Setelah bentrokan, Sudan kerahkan pasukan ke Darfur Barat

id otoritas sudan,sudan barat,bentrokan mematikan,al junaynah

Seorang pria terlihat di dalam sebuah rumah yang terbakar hangus saat bentrok antara pengembara dan penduduk di desa Deleij, terletak di lokalitas Wadi Salih, Central Darfur, Sudan, Selasa (11/6/2019). ANTARA FOTO/REUTERS/Stringer/wsj/cfo

Khartoum (ANTARA) -
Otoritas Sudan akan mengerahkan pasukan militer ke Darfur Barat dan menangguhkan pembicaraan damai dengan kelompok pemberontak selama 24 jam setelah pecahnya bentrokan mematikan di sekitar al-Junaynah, ibu kota Distrik Darfur Barat.

Tidak ada rincian skala penyebaran atau bentrokan di sekitar al-Junaynah, tetapi Menteri Informasi Faisal Saleh mengatakan kepala dewan penguasa transisi Sudan dan perdana menteri akan mengunjungi kota itu.

Pesawat akan dikirim untuk mengevakuasi yang terluka ke ibukota, Khartoum, kata Faisal Saleh.

Seorang warga dari al-Junaynah mengatakan kepada Reuters bahwa kekerasan berkobar setelah seorang tentara dari Pasukan Dukungan Cepat (RSF) paramiliter ditikam hingga mati dengan dua kerabatnya sebagai pembalasan atas insiden di mana penduduk setempat ditabrak mobil.

Pada Senin, kelompok-kelompok Arab menanggapi kematian prajurit itu menyerbu kamp-kamp orang terlantar di dekat al-Junaynah. Mereka membunuh orang dan ternak di al-Junaynah dan tempat pengungsian yang disebut sebagai serangan balas dendam, ujar warga setempat.

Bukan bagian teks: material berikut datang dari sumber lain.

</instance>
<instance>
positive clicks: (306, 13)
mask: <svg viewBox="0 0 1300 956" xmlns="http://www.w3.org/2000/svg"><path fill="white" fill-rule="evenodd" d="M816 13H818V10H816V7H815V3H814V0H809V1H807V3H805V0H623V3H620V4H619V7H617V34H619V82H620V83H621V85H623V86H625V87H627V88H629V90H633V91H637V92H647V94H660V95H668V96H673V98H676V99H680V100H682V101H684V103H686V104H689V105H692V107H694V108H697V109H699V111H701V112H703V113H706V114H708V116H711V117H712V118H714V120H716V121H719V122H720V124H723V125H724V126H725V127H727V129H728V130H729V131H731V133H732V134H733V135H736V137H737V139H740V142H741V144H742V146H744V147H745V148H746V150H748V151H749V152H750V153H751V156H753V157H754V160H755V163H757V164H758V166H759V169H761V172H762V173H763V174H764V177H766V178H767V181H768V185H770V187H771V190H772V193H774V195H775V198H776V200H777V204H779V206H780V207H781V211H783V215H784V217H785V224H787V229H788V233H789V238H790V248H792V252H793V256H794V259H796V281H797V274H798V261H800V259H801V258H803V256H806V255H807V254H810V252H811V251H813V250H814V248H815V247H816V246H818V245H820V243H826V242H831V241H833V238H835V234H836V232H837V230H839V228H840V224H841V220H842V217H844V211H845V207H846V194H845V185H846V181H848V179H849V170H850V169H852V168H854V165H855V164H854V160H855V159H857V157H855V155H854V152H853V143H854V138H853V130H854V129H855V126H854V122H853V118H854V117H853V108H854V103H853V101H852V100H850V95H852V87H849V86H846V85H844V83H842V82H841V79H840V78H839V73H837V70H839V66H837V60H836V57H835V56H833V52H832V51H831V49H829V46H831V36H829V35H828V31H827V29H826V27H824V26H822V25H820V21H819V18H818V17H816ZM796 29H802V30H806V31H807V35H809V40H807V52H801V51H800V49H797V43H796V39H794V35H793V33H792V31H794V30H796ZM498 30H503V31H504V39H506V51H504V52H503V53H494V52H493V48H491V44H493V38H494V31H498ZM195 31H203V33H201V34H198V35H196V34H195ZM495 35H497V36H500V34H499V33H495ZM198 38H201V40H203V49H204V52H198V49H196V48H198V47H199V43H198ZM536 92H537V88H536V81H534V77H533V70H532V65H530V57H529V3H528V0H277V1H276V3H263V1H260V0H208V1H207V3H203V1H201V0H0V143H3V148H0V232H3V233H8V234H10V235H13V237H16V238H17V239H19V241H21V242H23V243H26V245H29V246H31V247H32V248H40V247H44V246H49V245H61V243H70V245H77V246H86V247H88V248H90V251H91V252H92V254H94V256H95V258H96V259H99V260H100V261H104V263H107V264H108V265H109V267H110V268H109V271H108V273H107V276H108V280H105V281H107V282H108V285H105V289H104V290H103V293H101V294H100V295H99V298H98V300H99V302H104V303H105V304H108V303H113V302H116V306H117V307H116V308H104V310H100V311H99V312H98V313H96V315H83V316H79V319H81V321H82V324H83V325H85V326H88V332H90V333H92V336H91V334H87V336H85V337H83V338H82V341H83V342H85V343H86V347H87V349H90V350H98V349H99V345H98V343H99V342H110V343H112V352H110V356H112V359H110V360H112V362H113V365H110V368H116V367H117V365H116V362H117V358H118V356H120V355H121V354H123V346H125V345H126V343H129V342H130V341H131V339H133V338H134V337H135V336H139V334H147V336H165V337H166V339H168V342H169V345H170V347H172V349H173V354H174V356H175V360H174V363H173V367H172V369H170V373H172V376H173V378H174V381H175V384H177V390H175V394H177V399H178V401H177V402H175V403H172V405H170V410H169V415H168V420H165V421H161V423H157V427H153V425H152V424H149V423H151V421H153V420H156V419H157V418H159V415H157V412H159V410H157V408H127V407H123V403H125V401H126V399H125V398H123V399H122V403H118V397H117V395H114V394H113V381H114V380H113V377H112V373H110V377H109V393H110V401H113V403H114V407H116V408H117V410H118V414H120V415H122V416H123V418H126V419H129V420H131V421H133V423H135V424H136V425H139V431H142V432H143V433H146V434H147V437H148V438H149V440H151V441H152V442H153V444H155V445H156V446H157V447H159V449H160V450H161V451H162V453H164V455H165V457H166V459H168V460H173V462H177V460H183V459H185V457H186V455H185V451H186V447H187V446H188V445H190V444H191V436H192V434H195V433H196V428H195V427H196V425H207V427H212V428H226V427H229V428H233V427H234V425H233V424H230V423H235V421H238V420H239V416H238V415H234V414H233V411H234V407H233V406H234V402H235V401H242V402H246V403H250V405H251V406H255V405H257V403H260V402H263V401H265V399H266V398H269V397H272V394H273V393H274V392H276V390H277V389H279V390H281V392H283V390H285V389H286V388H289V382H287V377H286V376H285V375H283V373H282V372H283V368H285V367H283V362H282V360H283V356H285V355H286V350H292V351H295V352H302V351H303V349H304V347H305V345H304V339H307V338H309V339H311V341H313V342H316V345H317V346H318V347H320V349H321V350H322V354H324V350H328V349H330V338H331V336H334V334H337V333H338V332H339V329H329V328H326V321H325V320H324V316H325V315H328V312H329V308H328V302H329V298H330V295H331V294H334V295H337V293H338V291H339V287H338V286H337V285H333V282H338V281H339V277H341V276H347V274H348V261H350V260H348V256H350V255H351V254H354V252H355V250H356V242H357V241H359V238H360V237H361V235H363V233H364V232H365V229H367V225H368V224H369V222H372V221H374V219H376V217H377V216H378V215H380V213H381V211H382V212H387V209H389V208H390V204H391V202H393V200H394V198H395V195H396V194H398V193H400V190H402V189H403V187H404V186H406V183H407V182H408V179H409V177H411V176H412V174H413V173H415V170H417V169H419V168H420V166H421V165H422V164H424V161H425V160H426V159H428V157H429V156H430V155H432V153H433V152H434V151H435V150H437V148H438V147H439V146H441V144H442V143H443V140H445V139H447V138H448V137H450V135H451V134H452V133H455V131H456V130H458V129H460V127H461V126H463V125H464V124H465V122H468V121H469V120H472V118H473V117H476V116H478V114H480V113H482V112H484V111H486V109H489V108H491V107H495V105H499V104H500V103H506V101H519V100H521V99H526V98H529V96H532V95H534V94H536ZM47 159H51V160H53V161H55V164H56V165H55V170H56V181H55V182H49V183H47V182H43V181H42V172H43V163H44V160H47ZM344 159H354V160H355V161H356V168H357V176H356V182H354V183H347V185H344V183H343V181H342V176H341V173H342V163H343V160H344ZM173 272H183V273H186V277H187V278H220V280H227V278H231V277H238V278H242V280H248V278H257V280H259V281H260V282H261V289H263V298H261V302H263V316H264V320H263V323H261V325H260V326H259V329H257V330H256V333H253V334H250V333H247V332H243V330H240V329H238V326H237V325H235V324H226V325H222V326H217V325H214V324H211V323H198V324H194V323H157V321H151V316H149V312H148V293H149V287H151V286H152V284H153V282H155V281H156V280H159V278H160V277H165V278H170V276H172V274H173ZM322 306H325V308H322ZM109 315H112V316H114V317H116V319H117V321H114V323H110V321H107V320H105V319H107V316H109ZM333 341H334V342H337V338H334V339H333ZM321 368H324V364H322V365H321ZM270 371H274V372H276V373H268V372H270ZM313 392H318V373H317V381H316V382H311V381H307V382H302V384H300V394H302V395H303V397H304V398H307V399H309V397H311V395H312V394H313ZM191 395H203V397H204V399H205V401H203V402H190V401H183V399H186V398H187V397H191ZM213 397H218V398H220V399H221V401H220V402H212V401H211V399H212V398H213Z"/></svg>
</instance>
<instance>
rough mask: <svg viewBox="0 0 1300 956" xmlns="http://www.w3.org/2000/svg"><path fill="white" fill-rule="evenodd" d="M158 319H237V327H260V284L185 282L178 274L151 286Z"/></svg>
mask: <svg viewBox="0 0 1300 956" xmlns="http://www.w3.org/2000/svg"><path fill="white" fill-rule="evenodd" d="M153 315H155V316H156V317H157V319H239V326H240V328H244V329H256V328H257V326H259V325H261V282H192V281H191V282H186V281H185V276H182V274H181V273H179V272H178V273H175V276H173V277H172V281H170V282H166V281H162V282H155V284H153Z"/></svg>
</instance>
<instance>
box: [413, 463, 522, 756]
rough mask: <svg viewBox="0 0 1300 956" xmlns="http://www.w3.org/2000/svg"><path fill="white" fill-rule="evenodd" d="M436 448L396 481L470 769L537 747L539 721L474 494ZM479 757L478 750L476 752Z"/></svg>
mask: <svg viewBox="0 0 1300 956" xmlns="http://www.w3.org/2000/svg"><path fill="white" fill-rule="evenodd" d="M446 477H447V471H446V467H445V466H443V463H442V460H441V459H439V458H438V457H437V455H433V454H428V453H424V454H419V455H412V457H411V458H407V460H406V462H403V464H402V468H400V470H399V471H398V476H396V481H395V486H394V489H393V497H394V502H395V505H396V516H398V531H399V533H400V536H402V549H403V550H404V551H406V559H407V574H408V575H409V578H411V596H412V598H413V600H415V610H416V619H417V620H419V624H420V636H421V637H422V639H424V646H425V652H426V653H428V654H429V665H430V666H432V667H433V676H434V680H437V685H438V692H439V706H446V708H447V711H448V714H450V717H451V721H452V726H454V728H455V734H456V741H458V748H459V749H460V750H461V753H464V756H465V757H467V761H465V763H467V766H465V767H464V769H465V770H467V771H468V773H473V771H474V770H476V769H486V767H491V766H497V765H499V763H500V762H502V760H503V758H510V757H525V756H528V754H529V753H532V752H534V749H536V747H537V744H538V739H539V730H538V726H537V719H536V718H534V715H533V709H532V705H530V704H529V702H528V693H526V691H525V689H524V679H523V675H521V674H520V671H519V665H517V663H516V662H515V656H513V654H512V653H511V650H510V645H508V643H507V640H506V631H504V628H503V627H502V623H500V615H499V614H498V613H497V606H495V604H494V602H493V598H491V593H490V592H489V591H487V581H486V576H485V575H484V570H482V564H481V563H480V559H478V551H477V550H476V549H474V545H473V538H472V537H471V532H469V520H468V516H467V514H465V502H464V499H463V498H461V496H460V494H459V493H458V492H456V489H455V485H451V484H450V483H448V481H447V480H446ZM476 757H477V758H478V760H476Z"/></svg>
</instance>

Tidak jelas berapa banyak orang yang terbunuh dan terluka. Pemerintah daerah mengumumkan jam malam di Darfur Barat.

Otoritas transisi Sudan, yang mengambil alih kekuasaan setelah mantan Presiden Omar al-Bashir digulingkan pada April setelah pemberontakan rakyat, telah mengadakan pembicaraan dengan kelompok pemberontak untuk mengakhiri konflik di beberapa daerah di negara itu, termasuk Darfur.

Konflik pecah di Darfur pada 2003 setelah sebagian besar pemberontak non-Arab bangkit melawan Khartoum. Hingga 300.000 orang telah tewas dan 2,7 juta orang terlantar, menurut perkiraan PBB.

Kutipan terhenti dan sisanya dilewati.